Amy turned on one of the portable lasers Abe gave us for Christmas, the ones we use to point at walls during meetings, and cut the sky with a thin red beam. Dusty carried Mom out and placed her on the couch, head skyward, and Dad lay down beside her on this couch, and wrapped her in blankets.

Amy said, “Mrs. U., you’ve probably always wondered what kids do on weekends. Well, the truth of the matter is, they smoke pot and go to Pink Floyd laser shows at the planetarium.
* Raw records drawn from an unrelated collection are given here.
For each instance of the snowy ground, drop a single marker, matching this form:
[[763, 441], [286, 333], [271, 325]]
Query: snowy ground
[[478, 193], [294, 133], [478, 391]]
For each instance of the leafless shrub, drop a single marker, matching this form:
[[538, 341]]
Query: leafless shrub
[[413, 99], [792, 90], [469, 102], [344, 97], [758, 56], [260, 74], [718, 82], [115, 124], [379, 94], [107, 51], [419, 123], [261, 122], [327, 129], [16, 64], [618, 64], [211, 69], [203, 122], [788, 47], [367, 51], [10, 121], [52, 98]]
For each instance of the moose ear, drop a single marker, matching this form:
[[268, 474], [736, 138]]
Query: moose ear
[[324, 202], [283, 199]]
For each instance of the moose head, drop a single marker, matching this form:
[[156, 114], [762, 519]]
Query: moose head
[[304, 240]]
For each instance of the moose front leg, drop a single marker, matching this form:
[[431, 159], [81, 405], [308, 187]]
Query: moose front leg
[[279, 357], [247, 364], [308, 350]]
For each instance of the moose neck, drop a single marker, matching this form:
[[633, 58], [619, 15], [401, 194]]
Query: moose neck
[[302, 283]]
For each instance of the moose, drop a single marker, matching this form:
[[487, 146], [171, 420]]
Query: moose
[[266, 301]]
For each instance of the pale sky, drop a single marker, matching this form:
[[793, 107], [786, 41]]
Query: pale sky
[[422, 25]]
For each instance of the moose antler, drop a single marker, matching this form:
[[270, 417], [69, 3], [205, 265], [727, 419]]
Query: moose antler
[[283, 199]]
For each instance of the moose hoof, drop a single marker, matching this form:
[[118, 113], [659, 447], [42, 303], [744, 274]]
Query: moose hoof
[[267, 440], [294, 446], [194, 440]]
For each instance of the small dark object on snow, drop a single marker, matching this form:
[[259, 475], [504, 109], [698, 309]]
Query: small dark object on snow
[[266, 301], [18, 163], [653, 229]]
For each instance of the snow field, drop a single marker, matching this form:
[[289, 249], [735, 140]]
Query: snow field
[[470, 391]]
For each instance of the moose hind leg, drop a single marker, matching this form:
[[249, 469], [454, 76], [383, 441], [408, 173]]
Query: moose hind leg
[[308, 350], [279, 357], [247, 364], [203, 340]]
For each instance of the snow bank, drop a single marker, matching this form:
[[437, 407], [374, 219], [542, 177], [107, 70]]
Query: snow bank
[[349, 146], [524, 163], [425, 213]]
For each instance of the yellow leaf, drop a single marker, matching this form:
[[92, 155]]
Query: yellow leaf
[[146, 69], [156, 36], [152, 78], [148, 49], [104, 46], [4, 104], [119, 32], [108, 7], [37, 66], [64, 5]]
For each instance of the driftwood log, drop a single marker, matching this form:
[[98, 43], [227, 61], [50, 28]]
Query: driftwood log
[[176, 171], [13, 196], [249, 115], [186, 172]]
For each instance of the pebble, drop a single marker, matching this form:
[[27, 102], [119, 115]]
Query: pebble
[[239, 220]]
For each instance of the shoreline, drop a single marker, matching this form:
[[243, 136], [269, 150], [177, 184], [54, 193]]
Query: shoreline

Michael: hit the tunes …”

An art rock anthem from another era filled the air, and we turned on all of our lights and cast them into the sky, a chaotic symphony of lines and color.

The dozen of us stood out there on the patio, out in the January evening’s foggy dark: Michael and Amy, still in their clothes, diving in the brilliant blue pool, rescuing the R2D2 pool cleaner from its endless serflike toil; Dad next to Mom on her bed, cradling her head in his arms, watching our lasers, positioning her head so that she could see the beams; Ethan, pale and feisty, testing batteries with a small device, arguing with Dusty over some small matter; Lindsay nearly asleep, lying next to Mom; Abe on his trampoline bouncing into the fog with Susan, Todd, Emmett, and poor, lumbering, overweight, Misty, their four lasers cutting the heaven and joining my laser and Karla’s laser and Dad’s and Ethan’s and Dusty’s.

Karla and I lay down on the cement next to the pool atop a threadbare promotional towel for Road & Track magazine, its thin cotton insulating us from Earth’s current lack of heat. I told her I loved her. Dad heard me say this, and so I guess Mom heard these words, too.

I remembered a friend of Mom’s once told me that when you pray, and you pray honestly, you send a beam of light out into the skies as clear and as powerful as a sunbeam that breaks through the clouds at the end of a rainy day; like the lights on the sidewalk outside the Academy Awards.

And as Karla and I lay there, the two of us — the all of us — with our flashlights and lasers, cutting the weather, extending ourselves into the sky, into the end of the universe with precision technology running so fine, I looked at Karla and said out loud, “You know, its true.”

And then, I thought about us … these children who fell down life’s cartoon holes … dreamless children, alive but not living — we emerged on the other side of the cartoon holes fully awake and discovered we were whole.

I’m worried about Mom … and I’m thinking about Jed, and suddenly I look around at Bug and Susan and Michael and everybody and I realize, that what’s been missing for so long isn’t missing anymore.